There are more than 60 pages of documents declassified by the State Department detailing the plot; selection of a few documents here illustrates this sad chapter in history. Highlights of the documents includes, telegram 976 to CIA that states that the CIA Chief Station in Congo urged "arrest or other more permanent disposal of Lumumba.." Telegram 0026 to CIA details plots to kill Lumumba. Telegram 0057 reveals Mobutu's frustration and CIA Chief's appeal back home to get funds to pay Mobutu and his supporters in order to remove Lumumba. Eventually funds were approved, Mobutu and his stooges were paid, and Lumumba's fate was sealed. Telegram 09643 of November 2, 1960, reports Department of State's approval of the CIA plan to remove Lumumba once and for all. However, discussions continued about what to do in a January 14, 1961 report on the political situation in the Congo; it points out that they recommended the authorization of funds to assist Mobutu. In a letter dated January 15, 1961, Mobutu is reported to have been offered a payment of one million Belgian Congolese francs for his army; the source of the funds? The US government through the CIA. The CIA report of January 18, 1961, one day after Lumumba was assassinated, states that Lumumba was flown in a plane together with a fellow detainee. The reports states that Lumumba showed "signs of having been badly beaten in flight" and "all Lumumba teeth have been knocked out.." after disembarking. There is a picture of a white soldier holding Lumumba as he disembarks from the airplane. Numerous pictures of Lumumba were taken as he left the airport. Lumumba was executed shortly afterwards; but not before an "ear was severed.." according to a CIA report of his death.

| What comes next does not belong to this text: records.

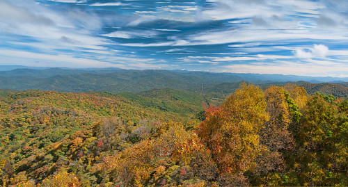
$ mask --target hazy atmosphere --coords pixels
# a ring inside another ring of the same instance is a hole
[[[348,75],[348,1],[0,0],[0,65]]]

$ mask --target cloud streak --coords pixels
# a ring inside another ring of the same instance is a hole
[[[348,76],[347,12],[339,0],[0,0],[0,60]]]

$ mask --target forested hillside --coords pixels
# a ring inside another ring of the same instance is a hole
[[[215,97],[3,90],[0,185],[348,186],[347,99],[293,84]]]
[[[299,81],[302,81],[296,82]],[[203,91],[205,94],[219,94],[223,95],[224,98],[235,91],[241,81],[255,83],[264,89],[270,85],[284,86],[289,82],[296,82],[296,85],[303,86],[310,94],[319,92],[340,97],[348,96],[348,87],[342,82],[348,81],[347,78],[113,68],[16,69],[0,72],[0,89],[20,90],[36,89],[59,92],[138,93],[155,88],[173,88],[196,92]],[[340,83],[322,83],[329,81]]]

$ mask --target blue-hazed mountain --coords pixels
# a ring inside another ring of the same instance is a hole
[[[226,95],[232,92],[240,81],[267,86],[275,82],[283,84],[289,81],[299,81],[311,83],[339,82],[341,86],[340,89],[345,90],[347,86],[344,82],[347,82],[348,78],[179,70],[128,70],[118,68],[21,68],[0,72],[0,89],[37,89],[61,92],[139,92],[153,88],[170,88],[197,92]],[[301,82],[299,83],[301,84]],[[308,87],[312,88],[313,86]],[[345,91],[340,92],[340,97],[345,95]]]

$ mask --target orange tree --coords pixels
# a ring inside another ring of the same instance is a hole
[[[241,85],[219,108],[207,108],[198,131],[221,173],[246,171],[260,152],[260,129],[267,120],[266,102],[258,87]]]

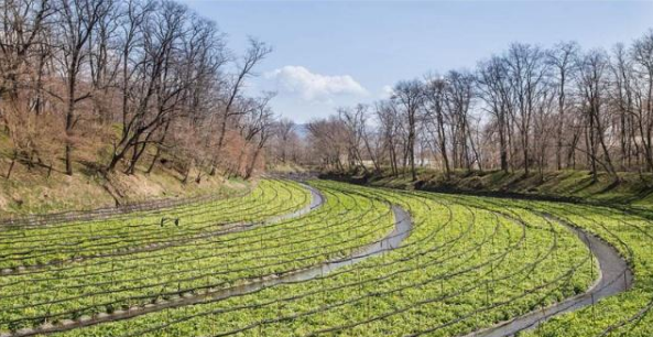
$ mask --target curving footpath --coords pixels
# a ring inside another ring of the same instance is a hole
[[[520,331],[535,328],[537,325],[554,316],[590,306],[601,298],[624,292],[632,286],[632,271],[612,246],[551,214],[542,215],[551,220],[557,221],[576,233],[576,236],[578,236],[578,238],[588,247],[589,251],[591,251],[599,262],[598,280],[583,294],[567,298],[548,307],[527,313],[523,316],[515,317],[511,320],[500,323],[490,328],[468,334],[465,337],[514,336]]]
[[[314,209],[324,203],[324,197],[322,194],[313,188],[308,187],[314,196],[312,206]],[[301,211],[301,210],[300,210]],[[52,334],[52,333],[59,333],[65,330],[72,330],[75,328],[80,328],[85,326],[97,325],[100,323],[108,323],[115,320],[122,320],[129,319],[137,316],[145,315],[153,312],[159,312],[167,308],[181,307],[186,305],[193,305],[202,303],[205,300],[225,300],[230,296],[235,295],[243,295],[248,293],[253,293],[260,291],[262,289],[274,286],[277,284],[284,283],[293,283],[293,282],[303,282],[311,279],[315,279],[322,276],[333,270],[350,265],[353,263],[358,263],[367,258],[382,254],[385,251],[392,250],[398,248],[401,242],[409,237],[412,228],[413,222],[411,220],[410,214],[404,210],[403,208],[393,205],[392,213],[394,215],[394,229],[388,233],[382,239],[370,243],[368,246],[362,247],[357,252],[351,253],[349,257],[331,260],[319,265],[309,267],[306,269],[283,273],[283,274],[270,274],[252,280],[248,280],[247,283],[241,285],[236,285],[227,289],[207,289],[200,290],[194,293],[183,293],[177,296],[173,296],[171,300],[157,300],[155,303],[146,304],[144,306],[135,306],[131,307],[127,311],[116,311],[111,314],[101,313],[97,316],[89,317],[83,316],[79,319],[72,320],[66,319],[61,322],[57,325],[53,324],[44,324],[36,328],[25,328],[18,330],[13,334],[11,333],[0,333],[0,337],[26,337],[26,336],[34,336],[34,335],[43,335],[43,334]],[[277,219],[279,220],[279,219]]]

Why was this brilliant son of Africa executed? Well, the excuse they gave at the time was that he was becoming a Communist. While the West, the US in particular, played a major role in Lumumba's execution, it is clear that the plot could never have worked had it not been for some Africans. This is the tragic reality that Africa has to confront. There are many lessons for the rest of us today as we examine our past and plan for the future.
We will never forget this great son of Africa Patrice Lumumba. Long live the revolution!